Walker estimates the US has about five years to show fiscal
responsibility: "We will have to send a strong signal
we can get our house in order."
That's not going to happen this fiscal year. Congress is expected
to pile on new spending, such as an $80 billion reduction in
taxes for individuals who would otherwise fall under the Alternative
Minimum Tax (AMT) and $8 billion in hurricane Ike relief funds.
So far, Congress has only appropriated $70 billion for the
Iraq and Afghanistan effort, despite the fact that the wars
have been costing about $150 billion per year. And revenues
are likely to be considerably lower than anticipated.
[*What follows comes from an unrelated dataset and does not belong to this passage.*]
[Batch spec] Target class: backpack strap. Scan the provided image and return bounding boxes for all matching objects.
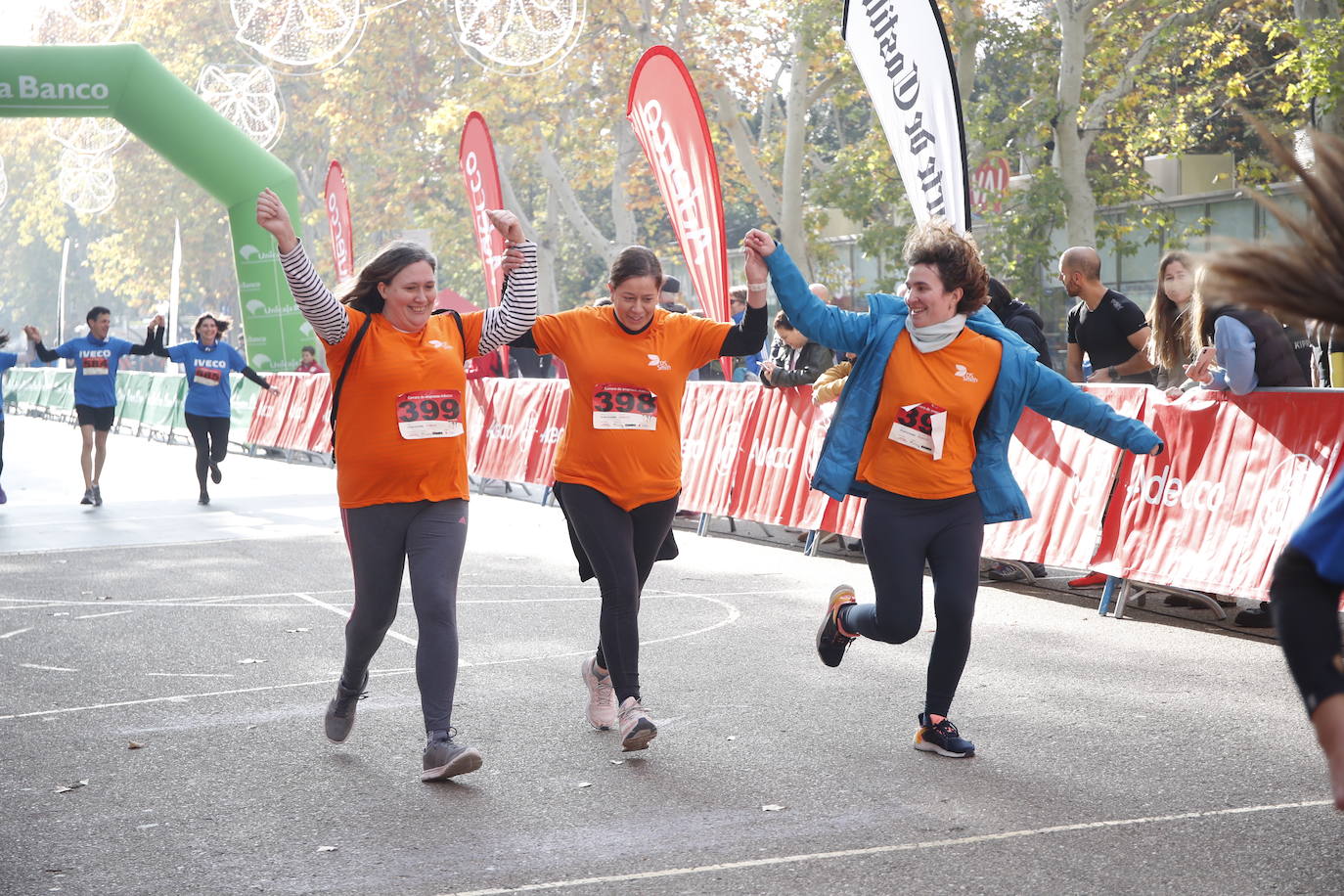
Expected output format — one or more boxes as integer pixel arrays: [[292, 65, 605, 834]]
[[331, 314, 379, 464]]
"We have fewer people working, lower corporate profits,
and losses in the markets," says Mr. Collender, who says
one of the implications of the huge deficit will be that any
of the plans by the presidential candidates for tax cuts or
new spending programs will be put on hold.
"It also makes a tax increase in the future much more
likely," he says. "No one is talking about raising
taxes now. But by the end of 2009 or beginning of 2010, that
could be a consideration, especially if there is a threat of
higher interest rates."
Higher interest rates could be in the mix if some of the world's
lenders were to start to diversify their assets.
"We don't look like such a great bet anymore," says
Ms. MacGuineas, who worries that the next "bubble" will
be government debt.
However, not everyone sees the picture in such bleak terms.
In an analysis on Wednesday, Drew Matus, US economist for Merrill
Lynch & Co., projects interest rates on 10-year US Treasury
bonds falling below 3 percent in large part because inflation
will fall more rapidly than expected. And he anticipates supply
and demand for the securities – estimated to total $3.2
trillion over five years – will be about equal. "We
put our emphasis on the fundamentals over the medium term and
continue to be bullish on Treasuries," he writes.